Note: This piece is a response to an essay by Haviv Rettig Gur, which can be found here

Israel’s current political crisis exemplifies the maxim that hard cases make bad law. This case is desperate. Six months after the coronavirus erupted and nine months after the fiscal year began, Israel still lacks both a functioning contact-tracing system and an approved 2020 budget, mainly because Prime Minister Benjamin Netanyahu is more worried about politics than the domestic problems that Israel now confronts. The government’s failure to perform these basic tasks obviously invites the conclusion that civil servants’ far-reaching powers must not only be preserved, but perhaps even increased.

This would be the wrong conclusion. Bureaucrats, especially when they have great power, are vulnerable to the same ills as elected politicians. But unlike politicians, they are completely unaccountable to the public.

That doesn’t mean Haviv Rettig Gur is wrong to deem them indispensable. They provide institutional memory, flesh out elected officials’ policies, and supply information the politicians may not know and options they may not have considered. Yet the current crisis shows in several ways why they neither can nor should substitute for elected politicians.

First, bureaucrats are no less prone to poor judgment than politicians. As evidence, consider Siegal Sadetzki, part of the Netanyahu-led triumvirate that ran Israel’s initial response to the coronavirus. It’s unsurprising that Gur never mentioned Sadetzki even as he lauded the triumvirate’s third member, former Health Ministry Director General Moshe Bar Siman-Tov; she and her fellow Health Ministry staffers are a major reason why Israel still lacks a functional test-and-trace system.

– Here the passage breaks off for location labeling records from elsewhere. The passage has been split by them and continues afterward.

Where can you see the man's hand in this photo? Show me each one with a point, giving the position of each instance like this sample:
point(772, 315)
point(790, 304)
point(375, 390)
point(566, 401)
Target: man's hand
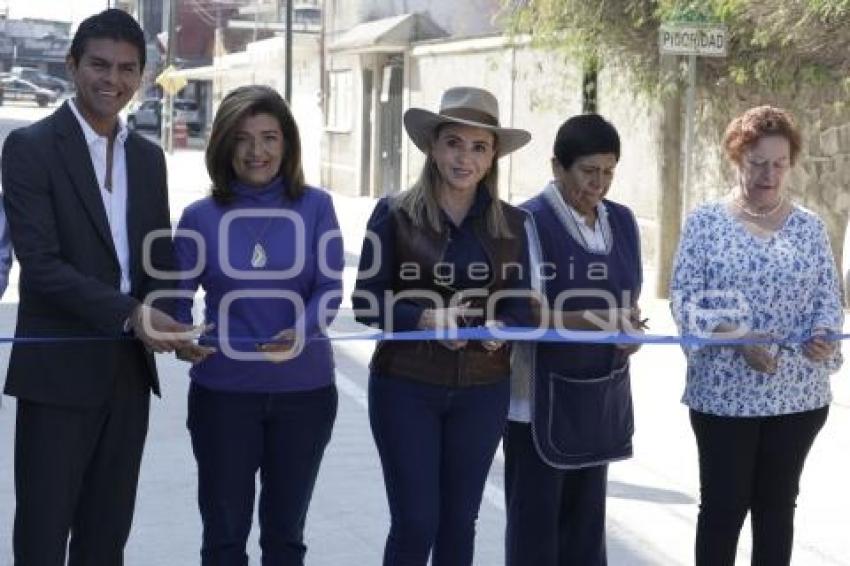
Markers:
point(161, 333)
point(281, 347)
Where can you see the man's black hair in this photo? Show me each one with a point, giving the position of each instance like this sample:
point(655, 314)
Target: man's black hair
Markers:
point(110, 24)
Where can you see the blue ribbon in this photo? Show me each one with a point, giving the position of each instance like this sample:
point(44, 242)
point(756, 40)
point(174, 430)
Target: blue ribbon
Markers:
point(511, 334)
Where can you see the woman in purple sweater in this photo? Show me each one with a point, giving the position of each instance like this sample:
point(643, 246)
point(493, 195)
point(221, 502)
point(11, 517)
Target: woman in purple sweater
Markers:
point(267, 251)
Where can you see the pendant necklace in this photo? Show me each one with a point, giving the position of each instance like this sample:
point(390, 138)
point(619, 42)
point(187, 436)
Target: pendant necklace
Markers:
point(764, 214)
point(259, 257)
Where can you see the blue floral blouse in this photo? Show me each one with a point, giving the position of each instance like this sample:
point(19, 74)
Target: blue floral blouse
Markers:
point(785, 285)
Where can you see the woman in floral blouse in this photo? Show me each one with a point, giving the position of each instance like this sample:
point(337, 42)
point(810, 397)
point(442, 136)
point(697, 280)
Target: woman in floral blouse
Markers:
point(756, 266)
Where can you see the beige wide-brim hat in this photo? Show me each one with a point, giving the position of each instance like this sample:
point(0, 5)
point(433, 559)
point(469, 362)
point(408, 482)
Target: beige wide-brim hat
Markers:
point(468, 106)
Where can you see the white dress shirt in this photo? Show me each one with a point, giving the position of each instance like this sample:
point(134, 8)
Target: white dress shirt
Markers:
point(5, 250)
point(114, 201)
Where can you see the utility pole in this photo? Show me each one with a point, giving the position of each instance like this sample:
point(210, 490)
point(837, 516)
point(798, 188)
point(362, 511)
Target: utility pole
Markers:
point(167, 107)
point(288, 89)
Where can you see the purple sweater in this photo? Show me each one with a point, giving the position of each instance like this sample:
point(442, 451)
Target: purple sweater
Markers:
point(318, 283)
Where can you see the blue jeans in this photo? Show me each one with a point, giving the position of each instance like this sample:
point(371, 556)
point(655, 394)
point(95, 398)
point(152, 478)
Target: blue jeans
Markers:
point(283, 435)
point(436, 445)
point(554, 517)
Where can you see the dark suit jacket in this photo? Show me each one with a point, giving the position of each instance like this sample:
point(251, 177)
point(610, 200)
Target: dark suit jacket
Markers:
point(70, 276)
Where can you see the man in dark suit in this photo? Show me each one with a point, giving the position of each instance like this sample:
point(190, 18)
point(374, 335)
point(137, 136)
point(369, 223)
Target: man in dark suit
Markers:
point(82, 192)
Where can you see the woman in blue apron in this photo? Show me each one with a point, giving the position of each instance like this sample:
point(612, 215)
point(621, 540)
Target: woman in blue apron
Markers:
point(571, 403)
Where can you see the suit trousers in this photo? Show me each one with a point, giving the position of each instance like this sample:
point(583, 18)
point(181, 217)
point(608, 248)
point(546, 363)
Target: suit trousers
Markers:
point(76, 472)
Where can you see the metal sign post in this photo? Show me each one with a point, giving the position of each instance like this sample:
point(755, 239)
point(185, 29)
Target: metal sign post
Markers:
point(694, 40)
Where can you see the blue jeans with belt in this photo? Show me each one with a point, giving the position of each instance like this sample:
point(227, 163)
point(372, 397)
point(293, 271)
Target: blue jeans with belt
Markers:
point(436, 444)
point(236, 434)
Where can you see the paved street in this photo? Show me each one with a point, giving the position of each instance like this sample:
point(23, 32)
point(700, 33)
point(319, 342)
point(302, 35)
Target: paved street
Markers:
point(653, 497)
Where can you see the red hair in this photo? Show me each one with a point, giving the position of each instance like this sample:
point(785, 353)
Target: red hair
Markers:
point(747, 129)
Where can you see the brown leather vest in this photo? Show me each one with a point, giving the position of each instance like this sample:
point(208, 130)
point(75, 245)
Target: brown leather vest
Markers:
point(417, 250)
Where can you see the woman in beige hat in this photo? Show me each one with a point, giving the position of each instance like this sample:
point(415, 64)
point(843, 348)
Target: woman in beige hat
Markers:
point(434, 258)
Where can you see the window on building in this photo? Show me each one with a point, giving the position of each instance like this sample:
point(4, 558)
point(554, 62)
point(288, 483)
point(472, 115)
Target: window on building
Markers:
point(341, 93)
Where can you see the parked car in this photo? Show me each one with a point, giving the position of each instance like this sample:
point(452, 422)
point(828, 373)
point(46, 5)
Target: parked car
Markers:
point(14, 88)
point(148, 114)
point(42, 79)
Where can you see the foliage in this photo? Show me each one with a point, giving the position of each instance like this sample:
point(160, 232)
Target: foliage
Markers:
point(778, 44)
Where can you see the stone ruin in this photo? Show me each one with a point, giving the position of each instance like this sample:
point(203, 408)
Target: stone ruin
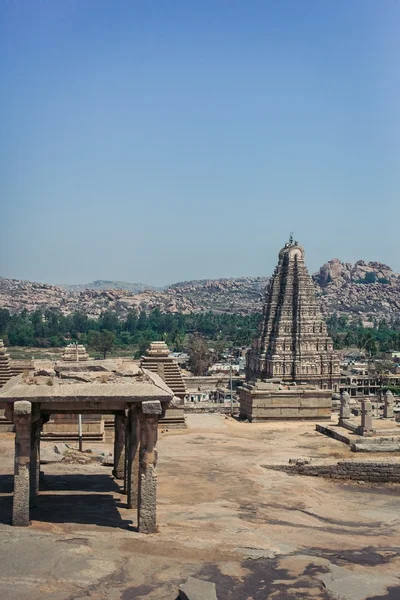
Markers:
point(136, 397)
point(75, 353)
point(5, 369)
point(364, 432)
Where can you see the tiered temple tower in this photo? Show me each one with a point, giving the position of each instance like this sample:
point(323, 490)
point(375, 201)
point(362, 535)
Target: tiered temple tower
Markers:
point(5, 369)
point(293, 344)
point(158, 360)
point(75, 353)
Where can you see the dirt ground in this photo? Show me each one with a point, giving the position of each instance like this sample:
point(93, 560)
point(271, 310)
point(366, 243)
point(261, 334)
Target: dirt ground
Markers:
point(257, 533)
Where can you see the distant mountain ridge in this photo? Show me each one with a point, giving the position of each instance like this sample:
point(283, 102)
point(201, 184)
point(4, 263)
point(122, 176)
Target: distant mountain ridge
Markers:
point(364, 290)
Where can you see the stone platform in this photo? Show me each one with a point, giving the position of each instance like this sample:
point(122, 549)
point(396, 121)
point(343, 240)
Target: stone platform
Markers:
point(263, 401)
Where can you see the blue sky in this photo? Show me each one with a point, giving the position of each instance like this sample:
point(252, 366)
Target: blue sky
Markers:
point(170, 140)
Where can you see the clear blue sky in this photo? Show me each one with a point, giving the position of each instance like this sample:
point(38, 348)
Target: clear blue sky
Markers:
point(159, 141)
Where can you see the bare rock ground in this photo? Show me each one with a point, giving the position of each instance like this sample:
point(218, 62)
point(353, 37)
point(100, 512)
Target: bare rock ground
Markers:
point(256, 533)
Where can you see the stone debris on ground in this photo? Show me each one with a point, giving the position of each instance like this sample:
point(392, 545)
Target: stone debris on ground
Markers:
point(68, 454)
point(197, 589)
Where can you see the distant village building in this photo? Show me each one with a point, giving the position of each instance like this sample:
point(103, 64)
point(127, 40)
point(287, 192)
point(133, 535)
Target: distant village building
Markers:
point(291, 369)
point(75, 353)
point(158, 360)
point(293, 344)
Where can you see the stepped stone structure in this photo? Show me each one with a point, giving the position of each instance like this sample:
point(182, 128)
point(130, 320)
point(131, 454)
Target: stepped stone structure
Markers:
point(5, 369)
point(157, 359)
point(75, 352)
point(292, 368)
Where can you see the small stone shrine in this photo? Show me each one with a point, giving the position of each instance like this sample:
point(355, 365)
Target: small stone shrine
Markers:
point(292, 369)
point(5, 369)
point(75, 353)
point(158, 360)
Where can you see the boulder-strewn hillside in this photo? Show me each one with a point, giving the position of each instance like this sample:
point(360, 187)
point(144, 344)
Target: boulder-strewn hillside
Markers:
point(101, 285)
point(361, 290)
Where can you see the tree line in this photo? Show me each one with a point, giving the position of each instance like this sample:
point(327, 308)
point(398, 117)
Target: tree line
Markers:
point(379, 337)
point(51, 328)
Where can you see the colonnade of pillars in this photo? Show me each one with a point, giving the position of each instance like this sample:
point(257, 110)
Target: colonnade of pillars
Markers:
point(135, 459)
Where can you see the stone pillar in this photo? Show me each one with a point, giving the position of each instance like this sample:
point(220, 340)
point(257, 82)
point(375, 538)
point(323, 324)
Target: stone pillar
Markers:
point(133, 434)
point(34, 468)
point(388, 399)
point(22, 420)
point(147, 508)
point(345, 411)
point(119, 446)
point(366, 417)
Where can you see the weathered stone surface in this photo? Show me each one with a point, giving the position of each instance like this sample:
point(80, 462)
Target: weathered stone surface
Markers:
point(22, 420)
point(119, 446)
point(293, 344)
point(49, 455)
point(197, 589)
point(354, 470)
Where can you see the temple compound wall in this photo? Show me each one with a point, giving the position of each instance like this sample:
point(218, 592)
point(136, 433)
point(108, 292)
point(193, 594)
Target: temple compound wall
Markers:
point(261, 401)
point(136, 397)
point(291, 369)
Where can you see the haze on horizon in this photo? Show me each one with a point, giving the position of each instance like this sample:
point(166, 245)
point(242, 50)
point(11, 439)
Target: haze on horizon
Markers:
point(162, 142)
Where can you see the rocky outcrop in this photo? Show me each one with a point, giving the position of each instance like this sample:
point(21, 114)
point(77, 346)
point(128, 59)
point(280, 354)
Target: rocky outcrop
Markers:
point(337, 273)
point(366, 290)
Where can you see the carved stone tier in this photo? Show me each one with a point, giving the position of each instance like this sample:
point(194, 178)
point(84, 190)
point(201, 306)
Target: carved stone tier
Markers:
point(75, 352)
point(5, 368)
point(293, 344)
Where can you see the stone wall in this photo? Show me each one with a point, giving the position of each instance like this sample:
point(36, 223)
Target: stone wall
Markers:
point(260, 402)
point(382, 472)
point(211, 407)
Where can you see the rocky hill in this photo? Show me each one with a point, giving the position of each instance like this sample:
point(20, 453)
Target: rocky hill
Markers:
point(101, 285)
point(366, 290)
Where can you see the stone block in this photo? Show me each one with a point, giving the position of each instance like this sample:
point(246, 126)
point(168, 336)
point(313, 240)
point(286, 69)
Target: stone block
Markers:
point(151, 407)
point(197, 589)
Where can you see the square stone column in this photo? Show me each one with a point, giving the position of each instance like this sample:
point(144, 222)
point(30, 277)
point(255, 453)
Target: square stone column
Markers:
point(132, 465)
point(388, 407)
point(22, 420)
point(34, 469)
point(147, 501)
point(366, 417)
point(119, 446)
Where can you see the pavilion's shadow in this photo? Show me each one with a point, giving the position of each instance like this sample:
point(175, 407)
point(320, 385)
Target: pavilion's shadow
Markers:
point(79, 483)
point(95, 505)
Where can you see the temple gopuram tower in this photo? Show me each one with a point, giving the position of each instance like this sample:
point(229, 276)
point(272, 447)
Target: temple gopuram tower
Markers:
point(157, 359)
point(292, 369)
point(293, 344)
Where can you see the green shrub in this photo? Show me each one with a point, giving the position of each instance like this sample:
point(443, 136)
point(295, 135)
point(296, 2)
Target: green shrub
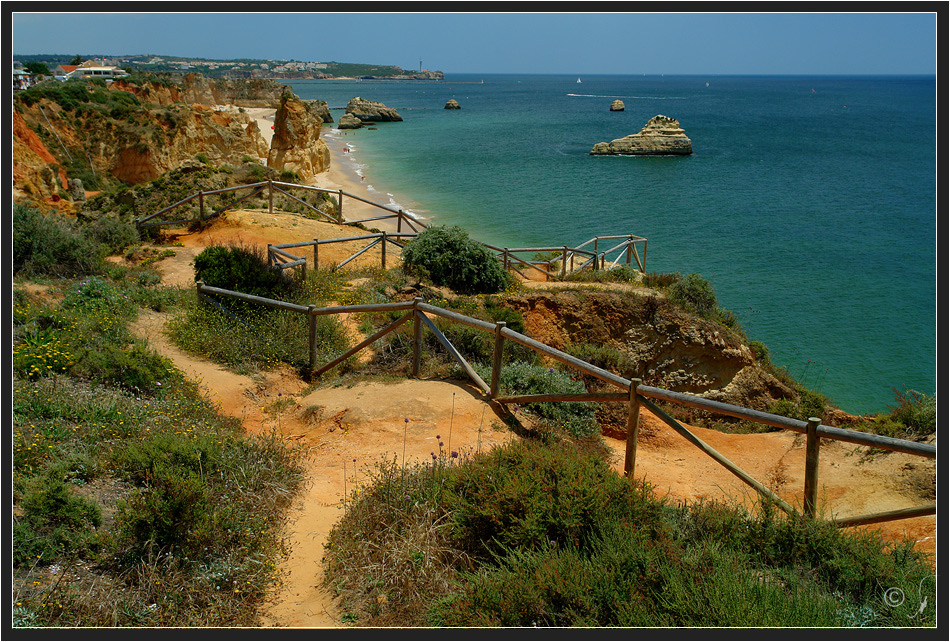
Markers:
point(56, 523)
point(51, 245)
point(530, 496)
point(448, 257)
point(577, 418)
point(695, 294)
point(242, 269)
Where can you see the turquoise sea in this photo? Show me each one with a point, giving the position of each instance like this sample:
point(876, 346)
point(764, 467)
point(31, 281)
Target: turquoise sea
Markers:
point(809, 203)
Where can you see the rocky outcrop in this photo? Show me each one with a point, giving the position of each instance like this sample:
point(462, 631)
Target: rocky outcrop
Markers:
point(321, 109)
point(662, 345)
point(224, 136)
point(199, 89)
point(370, 111)
point(36, 173)
point(296, 145)
point(661, 136)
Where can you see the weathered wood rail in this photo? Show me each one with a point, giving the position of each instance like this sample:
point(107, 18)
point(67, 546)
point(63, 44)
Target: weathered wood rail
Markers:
point(272, 188)
point(568, 261)
point(631, 392)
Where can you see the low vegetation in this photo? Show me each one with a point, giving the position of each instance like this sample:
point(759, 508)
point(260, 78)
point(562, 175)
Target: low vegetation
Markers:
point(134, 502)
point(543, 533)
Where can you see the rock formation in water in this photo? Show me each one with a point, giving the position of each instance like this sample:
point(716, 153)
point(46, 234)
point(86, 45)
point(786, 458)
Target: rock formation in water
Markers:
point(659, 137)
point(370, 111)
point(296, 145)
point(349, 121)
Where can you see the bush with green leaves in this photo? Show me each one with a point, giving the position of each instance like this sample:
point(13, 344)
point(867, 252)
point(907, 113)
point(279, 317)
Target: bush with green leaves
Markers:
point(448, 257)
point(576, 418)
point(240, 268)
point(694, 293)
point(56, 522)
point(49, 244)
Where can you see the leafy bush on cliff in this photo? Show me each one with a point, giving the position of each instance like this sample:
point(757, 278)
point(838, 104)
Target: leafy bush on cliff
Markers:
point(447, 256)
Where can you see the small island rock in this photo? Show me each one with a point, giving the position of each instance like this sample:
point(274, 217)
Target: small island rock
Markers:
point(349, 121)
point(660, 137)
point(368, 110)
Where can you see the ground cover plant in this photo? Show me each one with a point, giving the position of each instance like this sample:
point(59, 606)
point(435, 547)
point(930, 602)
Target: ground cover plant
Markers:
point(542, 533)
point(134, 502)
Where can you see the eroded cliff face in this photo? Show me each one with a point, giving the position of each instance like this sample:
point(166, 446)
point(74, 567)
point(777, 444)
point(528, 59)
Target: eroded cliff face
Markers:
point(198, 89)
point(663, 345)
point(173, 124)
point(220, 136)
point(296, 145)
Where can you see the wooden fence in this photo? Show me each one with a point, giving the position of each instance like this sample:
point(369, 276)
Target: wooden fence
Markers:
point(632, 392)
point(567, 261)
point(272, 187)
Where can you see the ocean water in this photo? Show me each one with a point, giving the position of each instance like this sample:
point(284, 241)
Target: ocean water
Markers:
point(809, 203)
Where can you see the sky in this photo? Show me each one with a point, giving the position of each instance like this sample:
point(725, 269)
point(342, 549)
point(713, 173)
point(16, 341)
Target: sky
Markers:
point(541, 43)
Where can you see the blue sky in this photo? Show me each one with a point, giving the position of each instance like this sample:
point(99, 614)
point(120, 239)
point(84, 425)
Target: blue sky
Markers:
point(572, 43)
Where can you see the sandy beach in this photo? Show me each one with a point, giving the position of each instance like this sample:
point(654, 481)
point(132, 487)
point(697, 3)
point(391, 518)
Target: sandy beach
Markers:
point(338, 176)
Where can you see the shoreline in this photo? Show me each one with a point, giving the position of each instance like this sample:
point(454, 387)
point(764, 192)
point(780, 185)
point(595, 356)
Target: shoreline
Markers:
point(339, 176)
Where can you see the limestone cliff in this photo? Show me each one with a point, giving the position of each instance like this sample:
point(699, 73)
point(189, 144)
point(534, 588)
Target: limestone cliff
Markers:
point(371, 111)
point(661, 136)
point(296, 145)
point(198, 89)
point(663, 345)
point(100, 140)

Sadetzki, an epidemiologist, was the ministry’s director of public-health services and the only member of the triumvirate with professional expertise in epidemics (Bar Siman-Tov is an economist). As such, her input was crucial. Yet she adamantly opposed expanding virus testing, even publicly asserting that “Too much testing will increase complacence.” She opposed letting organizations outside the public-health system do lab work for coronavirus tests, even though the system was overwhelmed. She opposed sewage monitoring to track the spread of the virus. And on, and on.

Moreover, even after acknowledging that test-and-trace was necessary, ministry bureaucrats insisted for months that their ministry do the tracing despite its glaringly inadequate manpower. Only in August was the job finally given to the army, which does have the requisite personnel. And the system still isn’t fully operational.